South Korea’s MFDS approved initiation of Phase 3 tinlarebant clinical trial for Stargardt Disease
This approval will allow Belite Bio to initiate the phase 3 clinical trial in South Korea, also known as the DRAGON study.
Tinlarebant is a novel oral therapy which is intended to reduce the accumulation of toxins in the eye that cause STGD1 and contribute to GA, or advanced Dry AMD. (Image Credit: Adobe Stock/Sawbear Photography)
Belite Bio, Inc announced via a press release1 the approval of the company’s Clinical Trial Application to the Ministry of Food and Drug Safety (MFDS) in the Republic of Korea to initiate the Phase 3 clinical trial of Tinlarebant (aka LBS-008) for STGD1. This clinical trial will be known as the DRAGON study (NCT05244304).
In this phase 3 randomized, double-masked, placebo-controlled, global and multi-center study, researchers will evaluate the safety and efficacy of Tinlarebant in adolescent STGD1 patients. To date, Belite Bio has commenced the DRAGON study in the United States, the United Kingdom, Germany, France, Belgium, Switzerland, Netherlands, China, Hong Kong, Taiwan, and Australia. At least 90 patients are targeted for enrollment in this study with a 2:1 randomization (active:placebo).
About Tinlarebant (LBS-008)
Tinlarebant is a novel oral therapy which is intended to reduce the accumulation of toxins in the eye that cause STGD1 and contribute to GA, or advanced Dry AMD. These toxins are by-products of the visual cycle, which is dependent on the supply of vitamin A (retinol) to the eye. Tinlarebant works by reducing and maintaining levels of serum retinol binding protein 4 (RBP4), the sole carrier protein for retinol transport from the liver to the eye. By modulating the amount of retinol entering the eye, Tinlarebant reduces the formation of these toxins.
Stargardt Disease (STGD1)
STGD1 is the most common inherited retinal dystrophy (causing blurring or loss of central vision) in both adults and children.
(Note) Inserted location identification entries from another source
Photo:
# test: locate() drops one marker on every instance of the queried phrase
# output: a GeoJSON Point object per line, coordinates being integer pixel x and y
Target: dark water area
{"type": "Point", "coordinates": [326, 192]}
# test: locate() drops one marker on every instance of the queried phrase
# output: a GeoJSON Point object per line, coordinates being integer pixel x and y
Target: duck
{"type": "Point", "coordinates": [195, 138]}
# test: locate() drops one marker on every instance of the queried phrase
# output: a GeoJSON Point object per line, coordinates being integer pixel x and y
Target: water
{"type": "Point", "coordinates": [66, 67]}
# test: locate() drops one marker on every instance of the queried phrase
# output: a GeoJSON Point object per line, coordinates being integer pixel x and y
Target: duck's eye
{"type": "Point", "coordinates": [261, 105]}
The disease is caused by mutations in a retina-specific gene (ABCA4) which results in massive accumulation of toxic vitamin A byproducts (known as “bisretinoids”) in the retina leading to retinal cell death and progressive loss of central vision. The fluorescent properties of bisretinoids and the development of retinal imaging systems have helped ophthalmologists identify and monitor disease progression. Currently, there are no FDA approved treatments for STGD1.
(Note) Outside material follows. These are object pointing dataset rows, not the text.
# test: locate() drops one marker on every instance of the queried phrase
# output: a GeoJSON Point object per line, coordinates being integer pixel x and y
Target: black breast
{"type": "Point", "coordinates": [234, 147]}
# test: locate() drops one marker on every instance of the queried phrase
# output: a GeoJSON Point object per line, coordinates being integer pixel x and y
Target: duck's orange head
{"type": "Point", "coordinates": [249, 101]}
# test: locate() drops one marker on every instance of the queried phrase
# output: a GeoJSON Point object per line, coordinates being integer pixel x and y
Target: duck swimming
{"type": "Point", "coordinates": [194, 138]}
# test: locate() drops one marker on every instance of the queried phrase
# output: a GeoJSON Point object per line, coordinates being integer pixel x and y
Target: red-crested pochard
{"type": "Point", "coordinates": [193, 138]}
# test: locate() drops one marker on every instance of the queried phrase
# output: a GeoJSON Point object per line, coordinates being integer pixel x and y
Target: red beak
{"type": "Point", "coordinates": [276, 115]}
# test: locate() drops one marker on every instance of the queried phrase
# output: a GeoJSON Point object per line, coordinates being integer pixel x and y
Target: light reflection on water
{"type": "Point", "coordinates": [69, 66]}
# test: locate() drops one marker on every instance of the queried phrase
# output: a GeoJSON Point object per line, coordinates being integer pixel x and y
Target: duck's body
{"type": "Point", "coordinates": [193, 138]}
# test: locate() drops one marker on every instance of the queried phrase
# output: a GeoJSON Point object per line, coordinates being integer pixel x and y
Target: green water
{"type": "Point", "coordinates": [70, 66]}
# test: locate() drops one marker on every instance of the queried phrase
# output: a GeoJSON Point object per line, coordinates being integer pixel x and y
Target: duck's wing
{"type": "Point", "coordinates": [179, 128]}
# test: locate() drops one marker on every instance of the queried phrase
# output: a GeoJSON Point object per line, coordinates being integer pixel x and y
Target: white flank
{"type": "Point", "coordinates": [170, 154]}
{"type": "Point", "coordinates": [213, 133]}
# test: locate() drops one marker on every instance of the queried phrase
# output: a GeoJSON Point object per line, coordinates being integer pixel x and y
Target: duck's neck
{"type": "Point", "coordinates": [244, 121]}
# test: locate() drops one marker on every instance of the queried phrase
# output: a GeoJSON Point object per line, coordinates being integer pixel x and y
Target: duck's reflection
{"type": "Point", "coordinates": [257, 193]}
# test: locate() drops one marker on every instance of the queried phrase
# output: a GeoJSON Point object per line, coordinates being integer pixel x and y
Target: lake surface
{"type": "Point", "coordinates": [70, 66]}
Importantly, STGD1 and GA, or advanced Dry AMD, share a similar pathophysiology which is characterized by the excessive accumulation of cytotoxic bisretinoids, retinal cell death, and loss of vision. Vision loss occurs slowly, despite peripheral expansion of “dead retina”, until the disease reaches the center of the eye (the macula). Therefore, Belite Bio intends to evaluate safety and efficacy of Tinlarebant in GA patients in its Phase 3 study (PHOENIX).